Kayla Williams

Kayla Williams

My new book Plenty of Time When We Get Home details how I met Brian McGough, the man who became my husband, and how he sustained a penetrating traumatic brain injury (TBI) in Iraq. I then chronicle how he spiralled down, suffering from the cognitive deficits related to the TBI as well as post-traumatic stress disorder (PTSD) as a result of that trauma, while also abusing alcohol to try to numb the pain. I tried to be brutally honest about how bad the symptoms of those disorders can be, both for the person struggling with them and for loved ones. In the second half of the book, I explore how we survived and even came to thrive, by persistently seeking care, forging communities of our peers, and turning to advocacy in order to ease the transitions of veterans still coming home after us. 

Please tell us about meeting Brian.

While I was deployed to Iraq as part of the US Army in 2003, I met a tall, handsome, charismatic, smart, sarcastic man named Brian. It was Iraq - not a romantic place, at least not while at war! So we couldn't go out on a date or anything like that. But we spent a lot of time talking and getting to know one another, including a lot of verbal sparring. One night I confessed to him that I wanted to get to know him better, and he said, "Don't worry, there's plenty of time for that when we get home." Just a few months later, he was grievously wounded by an IED (improvised explosive device), and it looked as if I might never get that chance. 

How did you come to be an Arabic linguist in the US Army?

I enlisted in the Army in 2000, seeking a challenge, money for graduate school, and a way to serve my country. Although I chose to become a linguist, it was random chance that the Army assigned me Arabic instead of Korean or Chinese. On 9/11, it was immediately clear that my military career was going to be very different than it would have been otherwise.  

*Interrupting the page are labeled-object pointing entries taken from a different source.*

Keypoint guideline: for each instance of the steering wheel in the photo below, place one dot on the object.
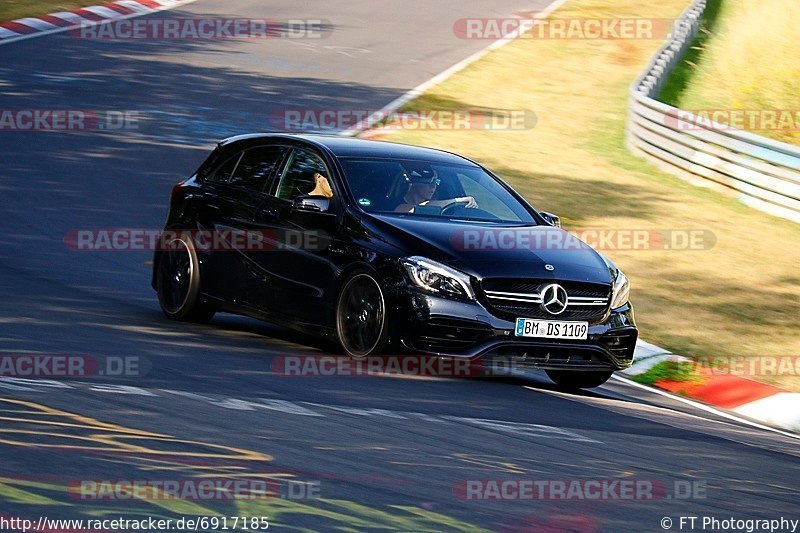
(452, 205)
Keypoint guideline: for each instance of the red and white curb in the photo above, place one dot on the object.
(736, 394)
(27, 28)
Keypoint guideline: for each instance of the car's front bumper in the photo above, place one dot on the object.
(466, 329)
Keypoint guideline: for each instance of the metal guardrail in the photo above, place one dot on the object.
(765, 172)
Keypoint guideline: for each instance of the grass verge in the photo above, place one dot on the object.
(745, 59)
(14, 9)
(740, 296)
(668, 371)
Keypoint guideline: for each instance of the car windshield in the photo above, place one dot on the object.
(431, 189)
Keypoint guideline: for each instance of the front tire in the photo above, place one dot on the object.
(576, 379)
(361, 324)
(178, 282)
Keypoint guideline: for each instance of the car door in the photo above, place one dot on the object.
(303, 277)
(230, 206)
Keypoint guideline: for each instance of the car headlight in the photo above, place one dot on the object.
(438, 278)
(621, 291)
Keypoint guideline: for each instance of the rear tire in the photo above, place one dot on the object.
(178, 282)
(576, 379)
(361, 325)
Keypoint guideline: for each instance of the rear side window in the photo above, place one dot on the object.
(223, 173)
(256, 168)
(299, 176)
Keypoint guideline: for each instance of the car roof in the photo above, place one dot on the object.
(341, 146)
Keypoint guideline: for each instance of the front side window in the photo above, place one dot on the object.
(257, 167)
(421, 188)
(305, 174)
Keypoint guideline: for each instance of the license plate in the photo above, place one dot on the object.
(551, 329)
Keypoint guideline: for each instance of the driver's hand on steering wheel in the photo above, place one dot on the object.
(470, 201)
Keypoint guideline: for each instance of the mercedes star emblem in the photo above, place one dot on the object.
(554, 299)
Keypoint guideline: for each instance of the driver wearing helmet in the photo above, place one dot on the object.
(422, 184)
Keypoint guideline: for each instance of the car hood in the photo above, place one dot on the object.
(492, 250)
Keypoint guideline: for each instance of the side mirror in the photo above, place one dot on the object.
(551, 219)
(315, 204)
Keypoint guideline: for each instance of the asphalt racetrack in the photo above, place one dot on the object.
(340, 453)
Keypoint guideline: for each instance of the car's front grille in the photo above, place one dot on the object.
(513, 298)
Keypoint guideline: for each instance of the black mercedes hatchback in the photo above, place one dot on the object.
(389, 248)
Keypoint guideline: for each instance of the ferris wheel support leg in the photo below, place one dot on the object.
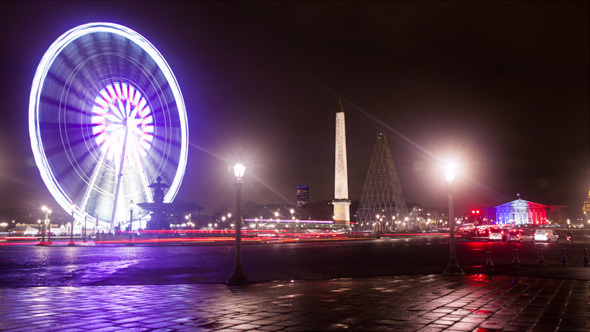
(119, 177)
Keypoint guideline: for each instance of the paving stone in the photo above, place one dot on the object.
(401, 303)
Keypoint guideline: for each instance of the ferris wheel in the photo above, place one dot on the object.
(106, 118)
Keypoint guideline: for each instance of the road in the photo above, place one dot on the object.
(25, 266)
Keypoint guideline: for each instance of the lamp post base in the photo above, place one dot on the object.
(453, 269)
(238, 278)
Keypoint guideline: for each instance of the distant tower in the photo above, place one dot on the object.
(586, 207)
(382, 202)
(302, 196)
(341, 202)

You are also the author of Love My Rifle and More Than You, so what can you tell us about these books?

In my first book, I tell the story of how I came to enter the military and what it was like to be a woman soldier in the Iraq war. When I came home, there were very few stories by or about women in the military, and it was important for me to show a more nuanced and realistic vision of what women in the military experience today, both positive and negative. 

What were your biggest highs and lows in your journey together?

The lowest point in our journey to healing was shortly after Brian was medically retired. His disability compensation hadn't yet begun, and we both ended up on unemployment. While I'd been counting on his eventual recovery when things were rough, one of his case managers had said, "The only improvements would've been in the first 18 months," which was devastating. During a particularly terrible fight, I became so hopeless that death seemed like the only escape, and I begged him to kill me; he put a gun to my head and pulled the trigger. Luckily it wasn't loaded. 

The biggest highs have been - oh, this is so cliche! - having two wonderful children together. It's been wonderful to see Brian recover far beyond anyone's expectations, although it took longer than I thought it would (it wasn't until 6 years post-injury that he was able to read a book again), and once it was clear that he was stable and doing tremendously well, we adopted our son Duncan; 18 months later his sister Alayna was born. They've brought a tremendous amount of joy into our lives. 

What prompted you to write your experience down?

I wanted to share a story of hope, healing, and inspiration with others - particularly wounded warriors and their families, but also all who have experienced trauma (which can come in many forms, from violence to car accidents to natural disasters) or their loved ones. I want people to know that with proper services and support, there can be a 'new normal' in which even those who have experienced great tragedy can lead fulfilling lives and contribute to their communities in new ways - both to encourage those struggling to recover to continue seeking care, and to remind society that we are obligated to provide proper services and support to the troops we sent to war once they come home and become veterans, as well as their families. 

What is next for you?

Brian just started going back to college this semester, which is an exciting new stage in our lives. I continue to work at a think tank doing research and analysis on national security and veterans issues, and would love to devote more time to writing in the future if it becomes financially viable.